Thank you for your letter outlining your concerns regarding BC Hydro’s recent filing for an injunction to remove the protest camp at the Site C dam worksite, and about the project itself.
I appreciate that the David Suzuki Foundation continues to hold the view that the Site C project should not be under construction, however your characterization of BC Hydro’s approach to First Nations and landowners is not accurate. BC Hydro respects the right of all individuals and groups to express their opinions about Site C in a safe and lawful manner. In fact, we have established a safe protest area near one of the gate entrances. The protest at the site of the Rocky Mountain Fort was taking place within an active construction zone and it was unsafe for all individuals involved to be in proximity to clearing activities. This left us with no other option but to pursue an injunction order, which has now been granted.
We treat our responsibility to build strong and trusting relationships with local First Nations with the utmost concern, and discussions with local First Nations are therefore carried out in a manner that respects First Nations governance, occurring privately and through the elected Chief and Council. To the best of our knowledge, none of the local First Nations supported this protest. Instead, it involved a small group of dedicated opponents of the project with participation from some individual First Nations members.
As a participant in the independent Joint Review Panel process, the David Suzuki Foundation will be aware that many diverse views were heard regarding the project from the public and stakeholder groups during the three-year federal-provincial environmental assessment process, including two months of public hearings. In its final report, the independent Panel recognized the importance of Site C when they stated: “Site C, after an initial burst of expenditure, would lock in low rates for many decades, and would produce fewer greenhouse gas emissions per unit of energy than any source save nuclear.” The independent Panel also concluded that “Site C would be the least expensive of the alternatives and its cost advantages would increase with the passing decades as inflation makes other alternatives more costly.”
Site C is an important renewable energy resource in a system that is already almost 98% renewable and clean. Our load forecasts project significant growth in electricity demand over the next 20 years due to population growth and expanding demand in our industrial, commercial and residential customer groups. The project is being constructed to meet the electricity needs of British Columbia, beginning in 2024 and carrying on for generations.
Thank you again for taking the time to express your concerns to us.
I’m deeply disappointed with BC Hydro's heavy-handed tactics in dealing with Treaty 8 community members and their supporters, who had been camped at the historical Rocky Mountain Fort in the Peace Valley for weeks. I'm told efforts had been made to broker a discussion between people at the camp and you before Hydro sought a court injunction to remove them.
Throughout the regulatory process and consultation with affected First Nations, BC Hydro has never been able to make the case that power from the Site C dam is needed or that the project is worth the enormous cost to Indigenous lands and livelihoods, not to mention prime farmland and wildlife habitat.
Peer-reviewed research by the David Suzuki Foundation found that nearly two-thirds of the Peace region has already been devastated by human land use, from fracking to logging to mining, as well as earlier major hydro developments on the Peace River. The Joint Review Panel concluded that the cumulative impacts of this development are massive, and the negative consequences for First Nations and their treaty rights cannot be mitigated.

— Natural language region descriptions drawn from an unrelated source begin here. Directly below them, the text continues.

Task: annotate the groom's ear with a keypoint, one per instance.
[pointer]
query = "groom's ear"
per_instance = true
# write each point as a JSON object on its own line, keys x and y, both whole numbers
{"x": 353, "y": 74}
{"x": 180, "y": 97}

With Treaty 8 First Nations still in court, these issues remain unresolved. And yet BC Hydro has chosen to steamroll forward, in the absence of proper due diligence and without social license to proceed. Expert after expert has concluded that halting development on the dam to allow these court cases to conclude will not come at a cost to BC Hydro but will in fact save money for Hydro's customers.
I urge you to use common sense and halt work on the Site C dam and sit down with First Nations. The days of running roughshod over First Nations and local communities must end.